Z score = (x -mean) / std. deviation
Outlier is a data point that lies significantly outside the general pattern of data. Outliers can occur for several reasons, such as errors in data collection, measurement inconsistencies, or rare events. Detecting outliers is essential as they can skew statistical analyses and lead to inaccurate results.
Outliers can be detected using Z-scores as follows:
- A Z-score of 0 indicates that the data point is exactly at the mean.
- A positive Z-score indicates that the data point is above the mean.
- A negative Z-score indicates that the data point is below the mean.
Commonly, data points with a Z-score greater than 3 or less than -3 are considered outliers, as they lie more than 3 standard deviations away from the mean. This threshold can be adjusted based on the dataset and the specific needs of the analysis.
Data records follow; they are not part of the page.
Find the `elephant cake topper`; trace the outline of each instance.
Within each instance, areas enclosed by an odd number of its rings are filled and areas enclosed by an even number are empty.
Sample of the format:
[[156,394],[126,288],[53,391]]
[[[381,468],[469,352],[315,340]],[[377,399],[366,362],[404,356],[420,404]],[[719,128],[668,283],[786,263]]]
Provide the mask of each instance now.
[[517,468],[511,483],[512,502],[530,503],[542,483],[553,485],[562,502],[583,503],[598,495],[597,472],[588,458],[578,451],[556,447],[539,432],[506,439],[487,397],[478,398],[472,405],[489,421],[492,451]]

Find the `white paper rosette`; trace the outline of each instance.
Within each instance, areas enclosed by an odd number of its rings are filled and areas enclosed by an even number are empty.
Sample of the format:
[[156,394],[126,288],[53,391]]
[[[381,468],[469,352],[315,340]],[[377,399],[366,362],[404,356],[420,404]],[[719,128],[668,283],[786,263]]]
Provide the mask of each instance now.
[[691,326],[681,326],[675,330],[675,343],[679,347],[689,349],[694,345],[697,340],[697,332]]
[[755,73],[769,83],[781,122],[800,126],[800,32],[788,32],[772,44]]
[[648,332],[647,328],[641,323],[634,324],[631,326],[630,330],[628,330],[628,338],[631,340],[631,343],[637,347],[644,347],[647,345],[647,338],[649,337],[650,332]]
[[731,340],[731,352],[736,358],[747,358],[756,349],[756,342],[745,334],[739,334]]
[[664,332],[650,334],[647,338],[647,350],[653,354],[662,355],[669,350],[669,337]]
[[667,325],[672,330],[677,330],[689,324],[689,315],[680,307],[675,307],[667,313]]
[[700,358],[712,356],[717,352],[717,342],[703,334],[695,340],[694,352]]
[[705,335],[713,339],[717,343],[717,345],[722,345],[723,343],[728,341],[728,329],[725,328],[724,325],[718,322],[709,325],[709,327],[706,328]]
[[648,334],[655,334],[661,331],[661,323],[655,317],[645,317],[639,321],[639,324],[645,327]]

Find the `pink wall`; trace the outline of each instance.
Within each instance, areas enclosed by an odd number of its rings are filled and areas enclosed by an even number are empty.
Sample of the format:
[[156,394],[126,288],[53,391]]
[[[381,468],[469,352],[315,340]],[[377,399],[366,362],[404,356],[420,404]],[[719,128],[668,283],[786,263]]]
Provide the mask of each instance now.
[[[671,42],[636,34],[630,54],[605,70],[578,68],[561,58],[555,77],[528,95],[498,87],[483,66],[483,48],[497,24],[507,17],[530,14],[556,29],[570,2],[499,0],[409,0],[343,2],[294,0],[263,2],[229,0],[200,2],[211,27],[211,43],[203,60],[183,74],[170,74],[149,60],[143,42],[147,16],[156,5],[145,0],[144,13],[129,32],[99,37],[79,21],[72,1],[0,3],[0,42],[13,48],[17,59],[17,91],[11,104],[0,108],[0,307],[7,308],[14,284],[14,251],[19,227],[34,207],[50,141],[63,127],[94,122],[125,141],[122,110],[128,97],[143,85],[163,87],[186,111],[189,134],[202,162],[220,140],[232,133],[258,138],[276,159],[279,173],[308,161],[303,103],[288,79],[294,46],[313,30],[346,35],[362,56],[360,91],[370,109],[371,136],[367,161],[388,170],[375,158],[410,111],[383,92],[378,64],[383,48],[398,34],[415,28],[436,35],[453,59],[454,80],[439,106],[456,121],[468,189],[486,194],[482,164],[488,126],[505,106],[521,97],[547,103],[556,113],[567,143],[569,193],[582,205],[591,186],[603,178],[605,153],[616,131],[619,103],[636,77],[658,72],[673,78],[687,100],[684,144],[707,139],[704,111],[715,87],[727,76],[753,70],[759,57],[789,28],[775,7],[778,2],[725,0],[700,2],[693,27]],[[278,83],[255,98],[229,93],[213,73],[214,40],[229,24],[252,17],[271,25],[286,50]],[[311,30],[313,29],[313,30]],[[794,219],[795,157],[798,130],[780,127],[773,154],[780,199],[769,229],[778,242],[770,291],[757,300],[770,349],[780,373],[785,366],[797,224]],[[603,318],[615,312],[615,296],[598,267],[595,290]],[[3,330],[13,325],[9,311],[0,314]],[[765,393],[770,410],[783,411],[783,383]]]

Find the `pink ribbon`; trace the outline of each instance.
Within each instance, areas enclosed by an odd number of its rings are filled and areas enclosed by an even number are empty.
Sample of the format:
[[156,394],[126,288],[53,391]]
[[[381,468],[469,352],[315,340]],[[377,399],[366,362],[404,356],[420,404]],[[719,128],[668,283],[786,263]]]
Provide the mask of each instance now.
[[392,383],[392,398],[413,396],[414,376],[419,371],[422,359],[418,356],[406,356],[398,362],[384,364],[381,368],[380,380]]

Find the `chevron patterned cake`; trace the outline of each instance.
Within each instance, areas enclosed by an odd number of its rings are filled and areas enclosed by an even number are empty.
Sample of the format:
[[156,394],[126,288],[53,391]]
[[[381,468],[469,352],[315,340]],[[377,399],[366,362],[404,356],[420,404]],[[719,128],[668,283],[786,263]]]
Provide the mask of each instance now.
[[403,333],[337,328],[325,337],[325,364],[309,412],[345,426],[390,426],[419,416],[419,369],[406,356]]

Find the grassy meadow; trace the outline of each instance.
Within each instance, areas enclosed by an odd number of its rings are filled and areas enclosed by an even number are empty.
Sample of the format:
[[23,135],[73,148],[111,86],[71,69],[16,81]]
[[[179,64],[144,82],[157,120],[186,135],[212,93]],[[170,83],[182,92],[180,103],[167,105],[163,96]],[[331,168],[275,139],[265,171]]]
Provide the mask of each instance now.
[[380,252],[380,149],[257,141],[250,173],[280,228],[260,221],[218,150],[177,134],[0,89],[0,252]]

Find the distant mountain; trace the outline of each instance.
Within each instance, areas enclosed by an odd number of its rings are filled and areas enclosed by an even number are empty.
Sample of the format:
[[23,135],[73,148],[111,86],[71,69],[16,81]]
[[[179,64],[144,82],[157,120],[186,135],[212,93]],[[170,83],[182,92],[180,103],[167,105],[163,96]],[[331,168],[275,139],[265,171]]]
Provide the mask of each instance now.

A normal distribution is shown below, and it is estimated that 68% of the data points lie between +/- 1 standard deviation. 95% of the data points lie between +/- 2 standard deviation 99.7% of the data points lie between +/- 3 standard deviation

If the z score of a data point is more than 3, it indicates that the data point is quite different from the other data points. Such a data point can be an outlier. For example, in a survey, it was asked how many children a person had. Suppose the data obtained from people is
1, 2, 2, 2, 3, 1, 1, 15, 2, 2, 2, 3, 1, 1, 2
Clearly, 15 is an outlier in this dataset.
Calculating Z Score using Python for Outlier Detection
Let’s demonstrate the Z-Score for detecting outlier in python:
Step 1: Import Necessary Libraries
We will import numpy, pandas, scipy and matplotlib to calculate the z-score and visualize the outlier.
import numpy as np
import pandas as pd
from scipy.stats import zscore
import matplotlib.pyplot as plt
Step 2: Create the Dataset
Provide the following dataset: 1, 2, 2, 2, 3, 1, 1, 15, 2, 2, 2, 3, 1, 1, 2 and convert this into a pandas DataFrame.
data = [1, 2, 2, 2, 3, 1, 1, 15, 2, 2, 2, 3, 1, 1, 2]
df = pd.DataFrame(data, columns=['Value'])
Step 3: Calculate Z-Scores
Now, we calculate the Z-scores for this dataset using the z-score function from scipy.stats.
df['Z-score'] = zscore(df['Value'])
print(df)
Output:
Step 4: Identify Outliers
Next, we'll identify the data points that have a Z-score greater than 3 or less than -3, which are commonly considered outliers.
outliers = df[df['Z-score'].abs() > 3]
print(outliers)
Output:
Step 5: Visualize the Data
To better understand the outliers, let’s create a scatter plot to visualize the dataset and highlight the outliers.
plt.figure(figsize=(8,6))
plt.scatter(df['Value'], np.zeros_like(df['Value']), color='blue', label='Data points')
plt.scatter(outliers['Value'], np.zeros_like(outliers['Value']), color='red', label='Outliers')
plt.title('Outlier Detection using Z-Score')
plt.xlabel('Value')
plt.legend()
plt.show()
Output:

In this case, the value 15 is an outlier because its Z-score is significantly higher than the rest of the values in the dataset.
By applying the Z-score method, you can quickly identify and deal with outliers, improving the accuracy of your data analysis and statistical models.